I can’t imagine that there is market enough for all of the books being published with vampiric themes. After all, once bitten, do you really need to go back? But, despite what the sheer volume of titles would indicate, several of these books are actually quite good and a few even add something to the vampire mythos.
Interestingly, in several cases, this latest batch of books introduces vampires with a purpose. Unlike the vampires of yore who supported themselves with very little effort and spent their free time languishing about looking waxen, this latest crop are mostly concerned with vampires making a living, one weird way or another.
Take Christopher Farnsworth’s Blood Oath (Putnam). In Farnsworth’s debut novel he introduces an entirely unexpected protaganist: Nathaniel Cade, a secret agent vampire sworn to protect the President of the United States. (I know, right? There could be useful applications to such a set-up.)
“A presidential vampire, huh?” Someone asks early in Blood Oath. “Is he a Democrat or a Republican?”
“That’s a bit like asking a shark is he want red or white with its meal,” comes the note entirely unpredictable reply.
Farnsworth has said that the germ of thought that began his presidential vampire journey was uncovering an item of history: President Andrew Johnson pardoned an accused vampire in 1867. Farnsworth’s imagination went into overdrive and Nathaniel Cade wasn’t far behind.
Shakespeare Undead (St. Martin’s Griffin) is something of a mash-up -- vampires, zombies and history in one uneven soup. Actually, reimagining William Shakespeare as a vampire is not too big a leap for fiction. After all, the Bard has been accused of all sorts of magical shenanigans in producing his remarkable body of work. In that context, the undead part begins to make sense. The problem is, author Lori Handeland plays it all a bit too much for laughs. We end up with a hilarious romp rather than a thoughtful re-imagining, which somehow manages to make the book feel somewhat pointless.
If gay vampire erotica sounds more like your thing, Michael Schiefelbein’s Vampire Maker (St. Martin’s Press) may well appeal. This is the fourth novel in Schiefelbein’s series featuring the 2000 year old vampire and vampire-maker, former Roman Legionnaire Victor Decimus.
Two of Schiefelbein’s vampire novels -- Vampire Vow and Vampire Thrall -- have been nominated for the Lambda Literary Award. Schiefelbein’s story is present, but I found the writing somewhat florid for my taste (“The priest’s expression became fierce and his eyes showed a consciousness of a surging power within him. He suddenly came at Victor, clutching him by the throat”) but I could certainly understand that working within this sub-genre. And it’s obvious Schiefelbein knows the world he’s created here -- and the rules that must be played by -- very well.

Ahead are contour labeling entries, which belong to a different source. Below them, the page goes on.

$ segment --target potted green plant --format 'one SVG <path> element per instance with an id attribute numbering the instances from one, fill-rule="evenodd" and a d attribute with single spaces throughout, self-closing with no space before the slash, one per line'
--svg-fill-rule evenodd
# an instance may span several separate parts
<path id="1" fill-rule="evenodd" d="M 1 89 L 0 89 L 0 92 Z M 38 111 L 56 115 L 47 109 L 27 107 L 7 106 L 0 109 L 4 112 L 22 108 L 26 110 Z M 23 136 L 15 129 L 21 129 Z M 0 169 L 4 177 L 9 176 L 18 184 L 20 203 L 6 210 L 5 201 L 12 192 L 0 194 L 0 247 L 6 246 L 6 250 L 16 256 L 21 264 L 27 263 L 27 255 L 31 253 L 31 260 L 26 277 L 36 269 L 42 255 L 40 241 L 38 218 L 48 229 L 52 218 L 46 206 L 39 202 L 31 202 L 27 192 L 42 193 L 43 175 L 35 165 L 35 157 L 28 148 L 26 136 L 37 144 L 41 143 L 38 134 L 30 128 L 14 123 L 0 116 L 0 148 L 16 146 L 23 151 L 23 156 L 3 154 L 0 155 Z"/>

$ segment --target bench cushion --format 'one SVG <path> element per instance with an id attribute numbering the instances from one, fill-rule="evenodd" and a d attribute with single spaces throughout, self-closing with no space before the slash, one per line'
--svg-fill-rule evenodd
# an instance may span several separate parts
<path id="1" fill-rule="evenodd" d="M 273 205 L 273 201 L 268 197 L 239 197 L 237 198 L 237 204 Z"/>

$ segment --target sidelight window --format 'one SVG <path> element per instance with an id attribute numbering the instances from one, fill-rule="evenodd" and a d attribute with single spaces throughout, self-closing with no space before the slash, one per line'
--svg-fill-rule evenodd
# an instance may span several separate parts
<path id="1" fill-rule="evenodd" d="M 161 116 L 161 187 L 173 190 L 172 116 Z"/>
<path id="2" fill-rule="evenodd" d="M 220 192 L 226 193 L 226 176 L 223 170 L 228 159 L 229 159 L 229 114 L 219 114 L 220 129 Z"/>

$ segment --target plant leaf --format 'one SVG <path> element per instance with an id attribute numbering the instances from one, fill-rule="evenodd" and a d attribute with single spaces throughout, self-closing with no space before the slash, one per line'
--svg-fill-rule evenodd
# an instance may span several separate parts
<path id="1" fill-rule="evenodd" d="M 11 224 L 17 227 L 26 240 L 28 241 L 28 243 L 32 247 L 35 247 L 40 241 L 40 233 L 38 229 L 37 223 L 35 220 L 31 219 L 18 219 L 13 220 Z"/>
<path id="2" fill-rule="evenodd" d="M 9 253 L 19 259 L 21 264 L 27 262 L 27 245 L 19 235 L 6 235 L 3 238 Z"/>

Fans of this series won’t be disappointed by this entry, those new to Schiefelbein’s work might want to step cautiously. There’s more here than meets the eye: and not all readers will be comfortable with that.
Though I’m reluctant to lump it in with the vampire novels -- it really is so much more -- since everyone else is doing so, I’ll mention the about-to-be-blockbuster The Passage (Ballantine) here.
Written by award-winning literary novelist Justin Cronin, whose previous book, The Summer Guest, sold 12,000 copies, word is Ballantine has ordered 250,000 copies of The Passage. Since we tend to judge media push by the number of copies that find their way into the January offices, we know The Passage is getting a big push: the book won’t be out for a week yet and we’ve already seen four copies.
Aside from the hype, though, The Passage is fantastic. A big, commanding epic novel, rights have been sold to 26 countries and film rights were sold in enthusiastic auction to Ridley Scott’s Scott Free Productions.
The vampire connection here is slight and technologically based. I won’t say too much prior to the the book’s official publication date, other than to tell you that early readers have compared The Passage to works by Stephen King, Michael Crichton and Margaret Atwood. While that’s a little silly -- obviously -- a case can be made in all three instances: King for his understanding of what frightens the human heart; Crichton for his mastery of all things technical and Atwood who is unrivaled at creating post-Apocalyptic worlds that seem distant and yet inhabitable. And, like King and Atwood, Cronin writes so very, very well. The Passage is remarkable.